VU que les paragraphes 8(2) et (4) de la Loi sur le Tribunal des anciens combattants (révision et appel), L.C. 1995, ch. 18 (la Loi sur le TACRA), prévoient que « [l]e président est le premier dirigeant du Tribunal; à ce titre, il en assure la direction et en contrôle les activités notamment en ce qui a trait à la répartition des tâches, à la conduite des travaux du Tribunal, à la gestion de ses affaires internes et à l'exécution des fonctions de son personnel » et que « [e]n cas d'absence ou d'empêchement du président ou de vacance de son poste, la présidence est assumée par le vice-président » ;

VU que le paragraphe 27(1) de la Loi sur le TACRA prévoit que « [l]'appel est entendu par un comité composé d'au moins trois membres désignés par le président » ;

VU que l'article 40 de la Loi sur le TACRA prévoit que « [d]ans la mesure où les circonstances et l'équité le permettent, le Tribunal fonctionne sans formalisme et en procédure expéditive » ;


VU que le Tribunal n'a pas encore rendu de nouvelle décision conformément à l'ordonnance de la Cour, bien qu'apparemment une nouvelle audition ait eu lieu le 14 août 2002;

VU que, dans le dossier de requête du défendeur, il n'y a aucune explication concernant les 13 mois que le Tribunal a pris pour procéder à une nouvelle audition de la présente affaire, ni concernant son retard actuel à rendre une décision à la suite de sa dernière audition qui a eu lieu le 14 août 2002;

VU que, comme la première demande a été présentée il y a plus de six ans et demi, et bien qu'un délai de trois mois pour rendre une décision après une audition ne soit pas déraisonnable en soi, lorsque ce délai est ajouté au délai de 13 mois pour procéder à une nouvelle audition, un tel délai inexplicable soulève de sérieuses interrogations;

VU que le refus ou l'omission de se conformer à une ordonnance de la Cour peut constituer un outrage au tribunal et peut conduire à la délivrance d'une ordonnance de justification en vertu de l'article 467 des Règles, lorsqu'il existe une preuve prima facie de l'outrage reproché;

VU que le paragraphe 53(2) des Règles précise que « [l]a Cour peut, dans les cas où les présentes règles lui permettent de rendre une ordonnance particulière, rendre toute autre ordonnance qu'elle juge équitable » ;

LA COUR ORDONNE :

1.             L'audition de la requête présentée par le demandeur est ajournée et laissée en suspens jusqu'au 6 janvier 2003. Dans l'intervalle, la Cour presse le Tribunal de rendre sa décision;

2.             Dès que l'avocat du défendeur aura reçu la présente ordonnance, il devra la faire signifier au président ou, en son absence, au vice-président du Tribunal et déposer à la Cour la preuve de signification de l'ordonnance au président ou, en son absence, au vice-président du Tribunal dans les dix (10) jours de la présente ordonnance;

3.             Le président ou, en son absence, le vice-président du Tribunal, doit faire en sorte qu'une copie de la présente ordonnance est remise personnellement à chacun des membres de la formation du Tribunal qui ont été désignés pour procéder à une nouvelle audition de l'affaire en vertu de l'ordonnance datée du 13 juillet 2001, jointe comme annexe A;

4.             L'avocat du défendeur doit confirmer par écrit à la Cour, au plus tard le 6 janvier 2003, si le Tribunal a rendu sa décision;

5.             Les parties doivent soumettre à la Cour toutes les observations et tous les éléments de preuve supplémentaires au plus tard le 6 janvier 2003. Une copie en sera expédiée à l'autre partie dans le même délai.

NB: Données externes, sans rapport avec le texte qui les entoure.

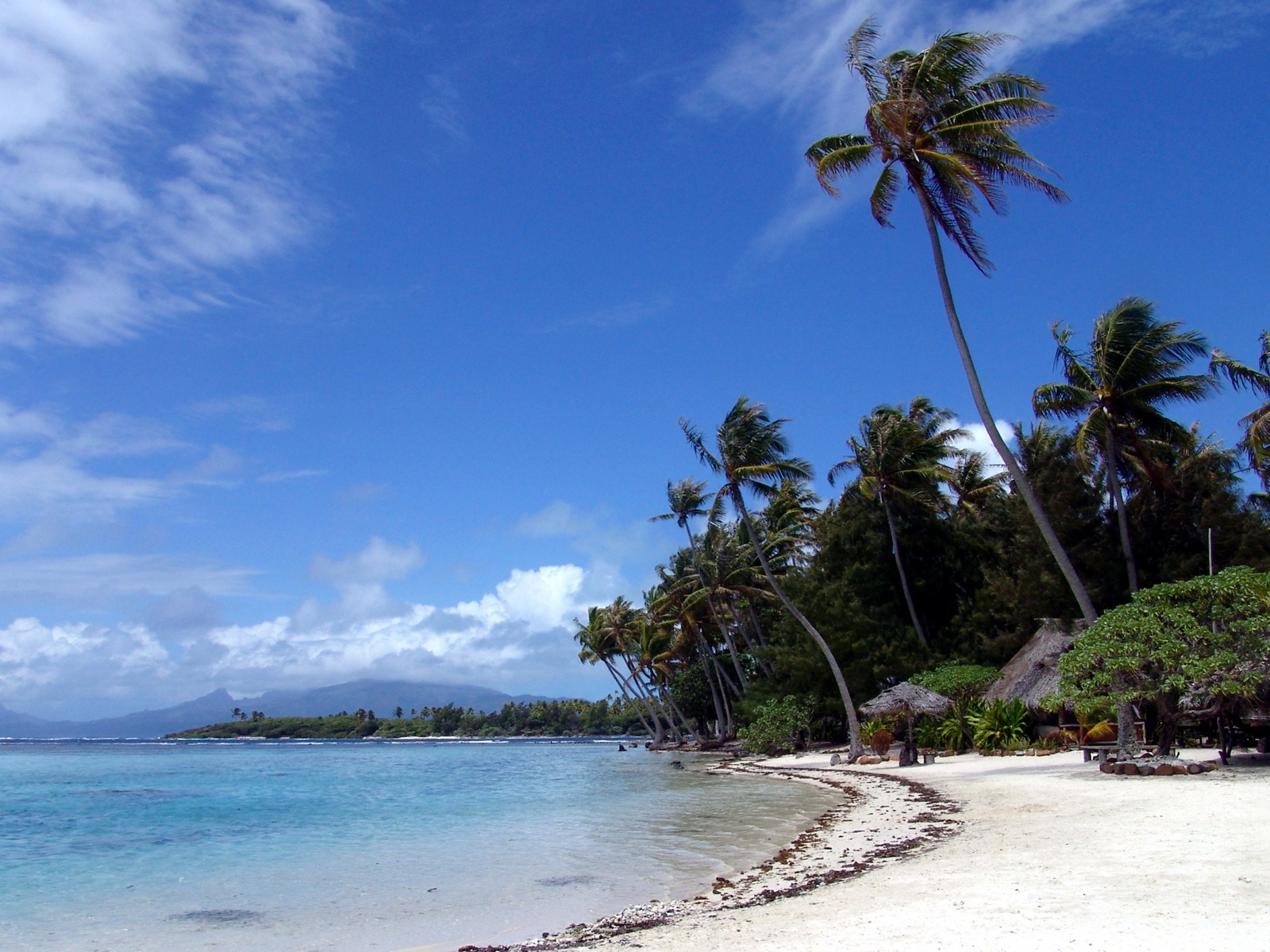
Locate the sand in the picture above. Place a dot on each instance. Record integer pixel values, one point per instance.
(991, 854)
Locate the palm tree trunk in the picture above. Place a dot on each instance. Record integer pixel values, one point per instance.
(903, 575)
(999, 443)
(626, 695)
(714, 613)
(856, 748)
(1122, 516)
(660, 731)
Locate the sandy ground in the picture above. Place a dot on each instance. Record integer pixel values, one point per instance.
(996, 854)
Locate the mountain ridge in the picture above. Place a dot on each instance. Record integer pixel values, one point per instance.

[19]            Conformément à l'ordonnance mentionnée ci-dessus, l'avocat du défendeur, qui a [traduction] « vérifié [aujourd'hui] auprès de Mme Jean Dixon, de Charlottetown (I.P.E.), elle-même avocate pour le Tribunal » , a informé la Cour par lettre datée du 20 décembre 2002 [traduction] « que le Tribunal des anciens combattants (révision et appel) avait rendu une décision dans le dossier du demandeur, laquelle décision était datée du 16 décembre 2002 » .

[20]            J'ai examiné la demande du défendeur visant le rejet par la Cour de la requête du demandeur au motif que l'affaire est devenue théorique, de même que les observations du demandeur et les autres réparations qu'il demande.

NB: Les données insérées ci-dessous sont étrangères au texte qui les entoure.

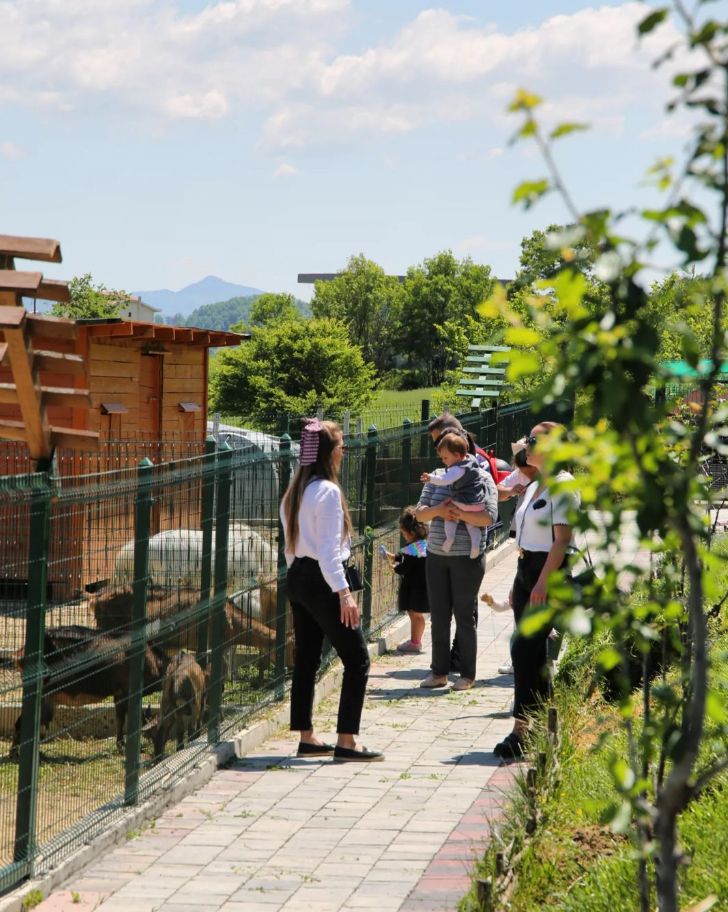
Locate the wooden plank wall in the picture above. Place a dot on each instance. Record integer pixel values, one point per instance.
(86, 538)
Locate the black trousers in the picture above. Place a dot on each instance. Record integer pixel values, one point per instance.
(316, 614)
(452, 590)
(529, 654)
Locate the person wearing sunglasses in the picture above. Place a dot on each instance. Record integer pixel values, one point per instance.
(544, 538)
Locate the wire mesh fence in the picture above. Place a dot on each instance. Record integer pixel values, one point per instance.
(144, 615)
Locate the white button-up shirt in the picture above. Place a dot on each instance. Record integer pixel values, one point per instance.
(321, 531)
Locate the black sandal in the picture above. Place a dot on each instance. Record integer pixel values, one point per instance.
(510, 748)
(306, 749)
(356, 755)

[21]            Je remarque que le demandeur n'est pas satisfait de la dernière décision du Tribunal. Parmi un certain nombre de griefs qu'il soulève à l'encontre du Tribunal, il y a la question de la [traduction] « partialité structurelle » . Le demandeur affirme que [traduction] « [c]omme le Tribunal n'a fourni aucune décision juste dans les six décisions qu'il a rendues dans la présente affaire, il est non seulement évident que chacun des membres du Tribunal devrait être remplacé, de même que ses gestionnaires et/ou surveillants, mais aussi que toutes leurs décisions rendues au cours des 7 à 10 dernières années devraient être examinées par un organisme et/ou un tribunal indépendant » .

[22]            J'ai maintenant décidé de rejeter la requête du demandeur visant à l'obtention d'une ordonnance de justification et d'autres réparations, sous réserve du droit du demandeur de formuler une demande de contrôle judiciaire à l'encontre de la décision rendue le 16 décembre 2002 par le Tribunal.

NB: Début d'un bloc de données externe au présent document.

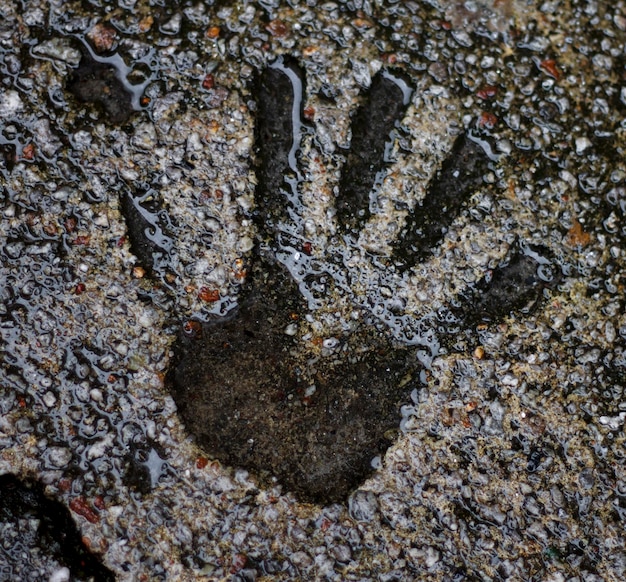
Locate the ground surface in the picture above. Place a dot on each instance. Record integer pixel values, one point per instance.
(447, 298)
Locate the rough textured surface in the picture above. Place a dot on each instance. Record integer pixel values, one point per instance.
(510, 459)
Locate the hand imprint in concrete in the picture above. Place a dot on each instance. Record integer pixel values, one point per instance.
(314, 416)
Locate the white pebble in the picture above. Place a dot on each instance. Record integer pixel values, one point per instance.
(582, 144)
(60, 575)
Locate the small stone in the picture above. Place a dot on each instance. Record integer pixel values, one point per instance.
(363, 505)
(49, 399)
(59, 456)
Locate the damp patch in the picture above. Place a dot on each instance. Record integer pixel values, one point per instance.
(313, 413)
(39, 532)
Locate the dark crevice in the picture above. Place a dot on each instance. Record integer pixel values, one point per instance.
(459, 177)
(372, 132)
(55, 536)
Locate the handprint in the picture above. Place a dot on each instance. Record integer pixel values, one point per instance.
(314, 414)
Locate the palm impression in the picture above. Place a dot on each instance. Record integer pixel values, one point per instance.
(258, 388)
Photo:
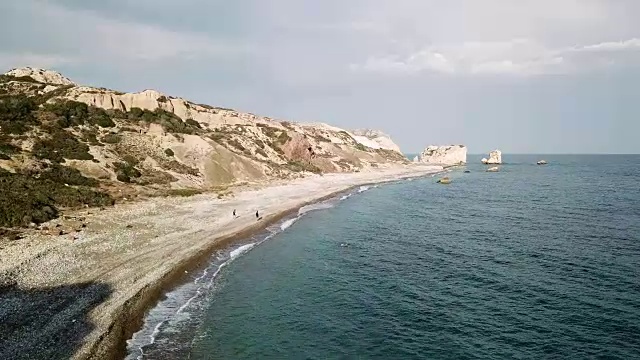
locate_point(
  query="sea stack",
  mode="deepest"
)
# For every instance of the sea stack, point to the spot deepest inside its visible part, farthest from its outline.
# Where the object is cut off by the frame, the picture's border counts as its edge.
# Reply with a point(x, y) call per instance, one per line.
point(495, 158)
point(443, 155)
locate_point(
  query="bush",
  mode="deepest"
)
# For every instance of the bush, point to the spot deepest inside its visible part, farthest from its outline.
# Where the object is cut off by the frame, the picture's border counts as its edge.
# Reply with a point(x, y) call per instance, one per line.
point(193, 123)
point(261, 152)
point(111, 139)
point(361, 147)
point(236, 144)
point(65, 175)
point(283, 138)
point(16, 114)
point(61, 145)
point(126, 171)
point(25, 199)
point(299, 166)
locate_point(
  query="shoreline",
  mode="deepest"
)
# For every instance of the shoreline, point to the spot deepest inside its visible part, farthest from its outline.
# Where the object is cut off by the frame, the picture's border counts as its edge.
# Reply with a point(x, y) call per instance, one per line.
point(144, 261)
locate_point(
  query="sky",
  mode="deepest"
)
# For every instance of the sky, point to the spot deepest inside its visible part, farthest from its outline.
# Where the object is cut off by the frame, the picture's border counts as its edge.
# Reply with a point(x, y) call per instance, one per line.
point(525, 76)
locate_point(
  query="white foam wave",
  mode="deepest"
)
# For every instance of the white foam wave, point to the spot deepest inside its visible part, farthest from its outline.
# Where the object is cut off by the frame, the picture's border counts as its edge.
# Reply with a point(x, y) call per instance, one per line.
point(237, 252)
point(320, 206)
point(285, 225)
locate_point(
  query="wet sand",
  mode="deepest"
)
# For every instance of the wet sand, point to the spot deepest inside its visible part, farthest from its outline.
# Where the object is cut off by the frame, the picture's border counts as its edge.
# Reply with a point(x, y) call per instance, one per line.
point(82, 298)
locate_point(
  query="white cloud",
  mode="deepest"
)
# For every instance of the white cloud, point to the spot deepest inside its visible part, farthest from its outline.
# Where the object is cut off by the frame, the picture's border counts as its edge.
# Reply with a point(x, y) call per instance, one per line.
point(90, 36)
point(518, 57)
point(8, 60)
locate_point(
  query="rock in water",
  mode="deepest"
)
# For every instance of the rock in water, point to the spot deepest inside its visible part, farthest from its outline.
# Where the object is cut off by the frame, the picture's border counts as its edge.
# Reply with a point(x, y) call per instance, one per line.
point(443, 155)
point(495, 157)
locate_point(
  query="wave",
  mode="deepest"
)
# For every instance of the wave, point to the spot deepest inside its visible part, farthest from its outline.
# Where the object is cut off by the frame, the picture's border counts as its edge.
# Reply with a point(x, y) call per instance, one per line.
point(239, 251)
point(285, 225)
point(170, 312)
point(319, 206)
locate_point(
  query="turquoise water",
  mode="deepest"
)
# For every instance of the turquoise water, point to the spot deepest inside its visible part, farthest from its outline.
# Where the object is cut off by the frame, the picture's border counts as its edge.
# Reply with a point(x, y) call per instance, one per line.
point(532, 262)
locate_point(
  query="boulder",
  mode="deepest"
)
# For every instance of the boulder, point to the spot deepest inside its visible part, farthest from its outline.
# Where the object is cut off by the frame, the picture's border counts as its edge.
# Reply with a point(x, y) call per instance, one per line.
point(443, 155)
point(495, 158)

[23]            Vu que le Tribunal a rendu une décision le 16 décembre 2002, la requête du demandeur visant à l'obtention d'une ordonnance de justification est théorique.

[24]            La demande du demandeur visant à l'obtention de la nomination d'un organisme indépendant et d'autres réparations est également rejetée. De telles réparations ne peuvent être obtenues qu'au moyen d'une demande de contrôle judiciaire présentée en vertu des articles 18 et 18.1 de la Loi. Aucune demande de cette nature n'a été présentée jusqu'ici. Par conséquent, la Cour ne peut traiter aucune des allégations formulées par le demandeur à l'encontre de la décision rendue le 16 décembre 2002 par le Tribunal.

[25]            Il reste la question des dépens. Dans les circonstances, la requête ayant été contestée, j'exerce mon pouvoir discrétionnaire pour accorder des dépens au demandeur. Par conséquent, des dépens d'un montant de 500 $ seront accordés au demandeur en lieu et place des dépens taxés.


                                           ORDONNANCE

LA COUR ORDONNE :

1.         La requête du demandeur visant à obtenir une ordonnance de justification et d'autres réparations est rejetée sous réserve du droit du demandeur de formuler une demande de contrôle judiciaire à l'encontre de la décision rendue le 16 décembre 2002 par le Tribunal;

2.         Des dépens d'un montant de 500 $ sont accordés au demandeur en lieu et place des dépens taxés.

                                                                                      « Luc Martineau »                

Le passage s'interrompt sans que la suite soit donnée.